P.s i'm on MSN and irc nearly all day, you can contact me on "walsh dot stephen at gmail dot com"
#36
01/09/2006 (6:55 am)
Stephen, did you put in the fix in the OnRender() function to ensure that the zoomSpeed is being used? I'd be more than happy to try and help you get the zoom part working. I'll try later today or tomorrow implementing those changes listed in my post to a virgin TGE install to ensure I listed everything needed.

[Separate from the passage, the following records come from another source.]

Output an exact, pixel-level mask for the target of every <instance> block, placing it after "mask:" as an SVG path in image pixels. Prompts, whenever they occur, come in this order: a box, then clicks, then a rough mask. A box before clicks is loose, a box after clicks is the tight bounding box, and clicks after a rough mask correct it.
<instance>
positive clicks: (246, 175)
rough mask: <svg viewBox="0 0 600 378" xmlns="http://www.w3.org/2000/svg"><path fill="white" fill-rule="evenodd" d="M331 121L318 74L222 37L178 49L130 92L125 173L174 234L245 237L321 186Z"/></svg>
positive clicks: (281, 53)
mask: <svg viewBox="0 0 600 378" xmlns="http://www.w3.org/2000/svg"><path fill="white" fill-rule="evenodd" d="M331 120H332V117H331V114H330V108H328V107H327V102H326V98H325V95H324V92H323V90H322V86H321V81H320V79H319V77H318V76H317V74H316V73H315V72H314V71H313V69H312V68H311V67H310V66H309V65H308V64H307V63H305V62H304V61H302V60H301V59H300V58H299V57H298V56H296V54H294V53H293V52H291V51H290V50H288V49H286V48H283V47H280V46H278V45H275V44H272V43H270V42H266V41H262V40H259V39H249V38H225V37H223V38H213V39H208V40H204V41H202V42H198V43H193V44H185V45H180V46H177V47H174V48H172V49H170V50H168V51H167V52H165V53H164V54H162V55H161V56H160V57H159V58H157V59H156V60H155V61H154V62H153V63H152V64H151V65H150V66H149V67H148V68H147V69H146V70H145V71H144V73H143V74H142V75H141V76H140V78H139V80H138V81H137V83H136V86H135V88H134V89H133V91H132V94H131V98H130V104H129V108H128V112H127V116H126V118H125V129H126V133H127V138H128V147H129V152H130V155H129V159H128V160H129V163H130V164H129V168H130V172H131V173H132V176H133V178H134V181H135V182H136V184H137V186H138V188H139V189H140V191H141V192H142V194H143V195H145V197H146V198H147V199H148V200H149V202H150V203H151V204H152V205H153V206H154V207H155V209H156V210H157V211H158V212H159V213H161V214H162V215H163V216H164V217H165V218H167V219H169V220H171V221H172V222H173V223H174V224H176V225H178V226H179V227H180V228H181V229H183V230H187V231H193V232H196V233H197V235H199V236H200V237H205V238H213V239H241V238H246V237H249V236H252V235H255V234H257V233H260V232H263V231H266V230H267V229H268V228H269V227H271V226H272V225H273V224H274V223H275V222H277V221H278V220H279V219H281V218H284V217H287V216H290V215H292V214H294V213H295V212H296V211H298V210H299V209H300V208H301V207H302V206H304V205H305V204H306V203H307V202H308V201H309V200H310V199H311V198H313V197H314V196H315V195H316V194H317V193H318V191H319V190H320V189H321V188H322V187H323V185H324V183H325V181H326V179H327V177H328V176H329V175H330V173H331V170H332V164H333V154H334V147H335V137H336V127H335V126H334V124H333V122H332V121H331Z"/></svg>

Out of curiosity, are you using TGE 1.3 or 1.4?
#37
01/09/2006 (7:00 am)
using 1.3 =)

Thanks for you help Robert.
yes i put in the onRender() Fix =)
#38
01/09/2006 (3:15 pm)
sorry rob still no luck with that file must be a key bind problem with my mouse wheel.


any ideas on how to bind it?
#39
01/09/2006 (3:49 pm)
tried it in the torque orginal demo- no joy, the mouse wheel works i tested it with messages to the console.

do i have to hold down any key while i zoom in or something??? just dont get it???
#40
01/09/2006 (3:54 pm)
I'm at a loss, Stephen. I've taken a fresh TGE 1.3 install, placed that CommanderMap.cc file in the TGE project, recompiled, and loaded up with a -game Demo. I then clicked on the Walkthrough button so I had an actual moving mouse cursor (rather than the crosshair that's part of the FPS demo), moved the mouse over the commandermap and I'm able to zoom in/out just by scrolling the middle mouse button up/down.